E por que se usam estes co-polímeros? Ora, porque uma resina pura chega a custar quase o dobro do que uma blendada. E. lamentavelmente, em nosso país ainda não há uma regulamentação que exija esclarecer ao usuário, de forma C-L-A-R-A e expressa, quais são os tipos de resina que estão usando na fabricação de seu produto.

Exemplificando: a maioria das tintas imobiliárias comuns, vendidas em home-centers e lojas é feita com resinas blendadas. Uma boa parte dos impermeabilizantes acrílicos são estireno-acrílicos ou vinil-acrílicos.

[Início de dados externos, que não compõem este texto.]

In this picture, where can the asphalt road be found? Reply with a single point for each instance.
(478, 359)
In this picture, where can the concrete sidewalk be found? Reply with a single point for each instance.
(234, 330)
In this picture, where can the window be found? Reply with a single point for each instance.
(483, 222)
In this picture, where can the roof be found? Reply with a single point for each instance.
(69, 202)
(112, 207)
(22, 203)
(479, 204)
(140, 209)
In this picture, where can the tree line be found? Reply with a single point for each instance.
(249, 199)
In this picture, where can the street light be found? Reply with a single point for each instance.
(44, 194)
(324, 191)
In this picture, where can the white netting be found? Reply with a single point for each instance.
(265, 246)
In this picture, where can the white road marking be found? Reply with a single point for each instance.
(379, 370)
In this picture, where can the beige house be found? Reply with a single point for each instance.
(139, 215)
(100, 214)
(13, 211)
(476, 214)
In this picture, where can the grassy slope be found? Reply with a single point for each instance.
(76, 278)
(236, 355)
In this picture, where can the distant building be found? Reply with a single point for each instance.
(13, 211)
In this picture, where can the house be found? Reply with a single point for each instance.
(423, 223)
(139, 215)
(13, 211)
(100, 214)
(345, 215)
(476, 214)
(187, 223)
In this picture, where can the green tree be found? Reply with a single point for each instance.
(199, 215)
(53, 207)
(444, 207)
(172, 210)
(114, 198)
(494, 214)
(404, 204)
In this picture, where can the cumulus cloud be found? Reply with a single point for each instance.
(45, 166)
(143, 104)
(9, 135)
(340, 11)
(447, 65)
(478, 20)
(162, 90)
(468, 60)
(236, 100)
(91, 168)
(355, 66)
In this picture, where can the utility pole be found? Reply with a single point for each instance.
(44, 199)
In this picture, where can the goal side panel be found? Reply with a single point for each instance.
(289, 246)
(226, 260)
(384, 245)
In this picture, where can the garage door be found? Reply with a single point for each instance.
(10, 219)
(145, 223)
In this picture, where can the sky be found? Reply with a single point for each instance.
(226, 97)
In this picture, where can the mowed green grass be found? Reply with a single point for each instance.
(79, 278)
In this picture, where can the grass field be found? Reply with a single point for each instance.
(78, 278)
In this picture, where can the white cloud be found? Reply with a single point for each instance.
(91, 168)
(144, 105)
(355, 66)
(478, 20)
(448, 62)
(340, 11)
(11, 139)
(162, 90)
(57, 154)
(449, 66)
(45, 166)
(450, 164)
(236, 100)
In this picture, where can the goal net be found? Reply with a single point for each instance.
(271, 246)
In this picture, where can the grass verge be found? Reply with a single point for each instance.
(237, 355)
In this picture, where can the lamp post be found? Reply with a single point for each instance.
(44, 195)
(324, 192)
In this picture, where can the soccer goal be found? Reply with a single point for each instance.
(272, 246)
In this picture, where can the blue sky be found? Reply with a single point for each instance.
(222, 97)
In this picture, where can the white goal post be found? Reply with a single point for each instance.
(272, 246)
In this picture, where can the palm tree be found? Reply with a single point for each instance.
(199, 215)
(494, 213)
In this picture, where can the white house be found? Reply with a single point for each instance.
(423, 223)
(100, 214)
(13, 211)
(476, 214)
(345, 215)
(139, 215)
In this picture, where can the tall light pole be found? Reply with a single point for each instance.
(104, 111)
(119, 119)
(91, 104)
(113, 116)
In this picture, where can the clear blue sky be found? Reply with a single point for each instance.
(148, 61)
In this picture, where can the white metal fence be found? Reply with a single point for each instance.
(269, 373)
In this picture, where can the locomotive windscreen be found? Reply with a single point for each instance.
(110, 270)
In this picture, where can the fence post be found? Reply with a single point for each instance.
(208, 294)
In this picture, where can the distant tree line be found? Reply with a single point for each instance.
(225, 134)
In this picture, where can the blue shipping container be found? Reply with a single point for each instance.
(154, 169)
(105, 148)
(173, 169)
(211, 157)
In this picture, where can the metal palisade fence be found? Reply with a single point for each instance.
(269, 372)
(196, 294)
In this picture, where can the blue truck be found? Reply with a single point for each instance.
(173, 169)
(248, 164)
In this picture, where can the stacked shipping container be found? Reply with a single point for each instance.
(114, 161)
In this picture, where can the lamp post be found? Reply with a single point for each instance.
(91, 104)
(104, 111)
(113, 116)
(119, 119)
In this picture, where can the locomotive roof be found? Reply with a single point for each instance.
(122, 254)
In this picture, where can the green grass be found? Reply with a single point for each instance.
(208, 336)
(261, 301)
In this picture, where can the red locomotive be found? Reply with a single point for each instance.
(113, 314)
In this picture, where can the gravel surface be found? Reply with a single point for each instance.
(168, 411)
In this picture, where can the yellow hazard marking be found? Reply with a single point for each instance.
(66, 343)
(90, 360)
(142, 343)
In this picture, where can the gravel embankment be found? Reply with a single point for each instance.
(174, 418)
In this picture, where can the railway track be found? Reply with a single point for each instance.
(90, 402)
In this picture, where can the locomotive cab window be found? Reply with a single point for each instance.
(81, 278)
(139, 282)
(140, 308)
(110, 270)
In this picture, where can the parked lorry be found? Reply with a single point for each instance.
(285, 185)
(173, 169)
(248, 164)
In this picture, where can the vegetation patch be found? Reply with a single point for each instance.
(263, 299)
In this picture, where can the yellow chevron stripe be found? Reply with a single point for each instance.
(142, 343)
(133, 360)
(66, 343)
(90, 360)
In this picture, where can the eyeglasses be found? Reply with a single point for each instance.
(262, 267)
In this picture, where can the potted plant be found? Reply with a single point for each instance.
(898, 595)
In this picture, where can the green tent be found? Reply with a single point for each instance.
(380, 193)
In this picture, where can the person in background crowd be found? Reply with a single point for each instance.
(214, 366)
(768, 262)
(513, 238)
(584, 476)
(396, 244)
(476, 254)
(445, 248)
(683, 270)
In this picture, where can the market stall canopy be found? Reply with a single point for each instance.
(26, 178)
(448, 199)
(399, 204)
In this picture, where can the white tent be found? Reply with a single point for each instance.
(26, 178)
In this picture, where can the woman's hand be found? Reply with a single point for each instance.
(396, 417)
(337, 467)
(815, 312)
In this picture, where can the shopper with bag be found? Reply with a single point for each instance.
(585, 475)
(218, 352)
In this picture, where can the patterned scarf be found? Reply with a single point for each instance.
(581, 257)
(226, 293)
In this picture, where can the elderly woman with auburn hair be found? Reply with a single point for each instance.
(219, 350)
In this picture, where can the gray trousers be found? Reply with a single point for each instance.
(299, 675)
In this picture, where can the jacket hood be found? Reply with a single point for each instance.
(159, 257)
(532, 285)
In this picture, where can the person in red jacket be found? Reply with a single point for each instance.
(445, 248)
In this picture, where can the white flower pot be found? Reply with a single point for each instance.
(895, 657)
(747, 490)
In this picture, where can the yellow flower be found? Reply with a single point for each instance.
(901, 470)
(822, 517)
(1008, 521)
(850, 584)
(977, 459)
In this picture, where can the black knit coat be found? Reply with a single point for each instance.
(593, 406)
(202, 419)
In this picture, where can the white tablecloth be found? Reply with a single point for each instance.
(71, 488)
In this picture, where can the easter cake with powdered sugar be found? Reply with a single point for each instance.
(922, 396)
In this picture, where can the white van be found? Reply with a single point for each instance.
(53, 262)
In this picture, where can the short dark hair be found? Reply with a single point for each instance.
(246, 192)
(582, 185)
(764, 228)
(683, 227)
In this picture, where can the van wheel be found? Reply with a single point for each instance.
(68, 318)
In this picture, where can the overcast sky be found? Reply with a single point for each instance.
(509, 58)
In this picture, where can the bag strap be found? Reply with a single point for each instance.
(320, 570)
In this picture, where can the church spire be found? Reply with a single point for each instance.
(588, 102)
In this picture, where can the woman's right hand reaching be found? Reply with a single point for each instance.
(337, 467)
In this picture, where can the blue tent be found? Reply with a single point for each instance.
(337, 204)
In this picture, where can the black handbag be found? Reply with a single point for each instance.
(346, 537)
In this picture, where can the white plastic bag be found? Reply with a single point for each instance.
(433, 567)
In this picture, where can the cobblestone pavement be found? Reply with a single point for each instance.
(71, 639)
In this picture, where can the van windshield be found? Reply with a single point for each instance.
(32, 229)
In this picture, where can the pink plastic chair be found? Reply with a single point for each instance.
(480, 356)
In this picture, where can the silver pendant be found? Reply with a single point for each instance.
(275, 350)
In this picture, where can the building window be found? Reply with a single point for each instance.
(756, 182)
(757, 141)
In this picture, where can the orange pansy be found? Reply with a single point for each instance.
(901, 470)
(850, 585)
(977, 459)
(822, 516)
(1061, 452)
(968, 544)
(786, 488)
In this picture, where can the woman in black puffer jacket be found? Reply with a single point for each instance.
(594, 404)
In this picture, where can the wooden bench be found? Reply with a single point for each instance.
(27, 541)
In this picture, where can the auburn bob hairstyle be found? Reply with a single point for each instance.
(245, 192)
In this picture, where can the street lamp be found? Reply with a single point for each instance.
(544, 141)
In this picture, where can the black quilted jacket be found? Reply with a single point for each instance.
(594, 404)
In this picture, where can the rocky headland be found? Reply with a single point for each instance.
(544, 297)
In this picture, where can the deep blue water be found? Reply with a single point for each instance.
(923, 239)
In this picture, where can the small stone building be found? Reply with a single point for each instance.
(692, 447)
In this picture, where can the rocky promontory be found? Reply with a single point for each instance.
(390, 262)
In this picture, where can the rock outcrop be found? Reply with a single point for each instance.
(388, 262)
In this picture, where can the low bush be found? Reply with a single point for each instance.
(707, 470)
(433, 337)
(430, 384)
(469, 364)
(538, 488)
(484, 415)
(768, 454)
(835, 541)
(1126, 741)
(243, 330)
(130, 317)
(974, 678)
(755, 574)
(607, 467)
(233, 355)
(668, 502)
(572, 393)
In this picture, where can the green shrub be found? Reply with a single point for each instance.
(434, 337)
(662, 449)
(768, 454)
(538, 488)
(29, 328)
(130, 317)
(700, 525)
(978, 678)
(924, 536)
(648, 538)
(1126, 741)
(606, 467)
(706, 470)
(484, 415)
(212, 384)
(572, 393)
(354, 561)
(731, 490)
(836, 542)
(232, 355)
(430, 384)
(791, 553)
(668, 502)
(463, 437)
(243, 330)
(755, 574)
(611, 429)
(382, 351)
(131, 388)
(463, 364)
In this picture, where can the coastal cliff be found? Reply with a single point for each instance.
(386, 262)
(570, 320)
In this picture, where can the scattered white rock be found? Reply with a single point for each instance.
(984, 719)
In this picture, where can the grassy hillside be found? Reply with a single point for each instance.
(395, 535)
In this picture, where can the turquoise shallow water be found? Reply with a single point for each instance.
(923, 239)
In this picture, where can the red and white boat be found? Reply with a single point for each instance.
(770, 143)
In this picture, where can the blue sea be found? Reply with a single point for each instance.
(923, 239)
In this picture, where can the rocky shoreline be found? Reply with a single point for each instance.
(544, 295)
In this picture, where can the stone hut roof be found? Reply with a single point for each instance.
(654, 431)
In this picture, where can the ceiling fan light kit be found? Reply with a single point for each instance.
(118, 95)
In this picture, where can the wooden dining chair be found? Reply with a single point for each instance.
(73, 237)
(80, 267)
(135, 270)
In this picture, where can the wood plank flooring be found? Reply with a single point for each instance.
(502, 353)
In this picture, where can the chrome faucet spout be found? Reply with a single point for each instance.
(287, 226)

Portanto, fique de olho.

Resumo: De nada adianta executar uma operação de impermeabilização se o produto aplicado é inadequado ou ele não vai resistir às solicitações físicas e químicas do local a ser revestido, se ele vai ser alterado com a ação das intempéries e dos raios Ultra Violeta emitidos pelo Sol. Pode impermeabilizar nos primeiros meses, mas depois perde sua função. E você perde seu dinheiro.

Sds.

João Alfredo C. Alvim

Diretor Técnico e Comercial

Purpoxy – Casa de Sistemas Anticorrosivos Ltda.

Cel.: 011.91571098

Home Pages: www.poliureia.com.br  , www.purpoxy.com.br  ou www.arquitetura.com.br  clicando na janela Colunas e procurando João Alfredo: vários artigos sobre revestimentos. 

Deixe um comentário »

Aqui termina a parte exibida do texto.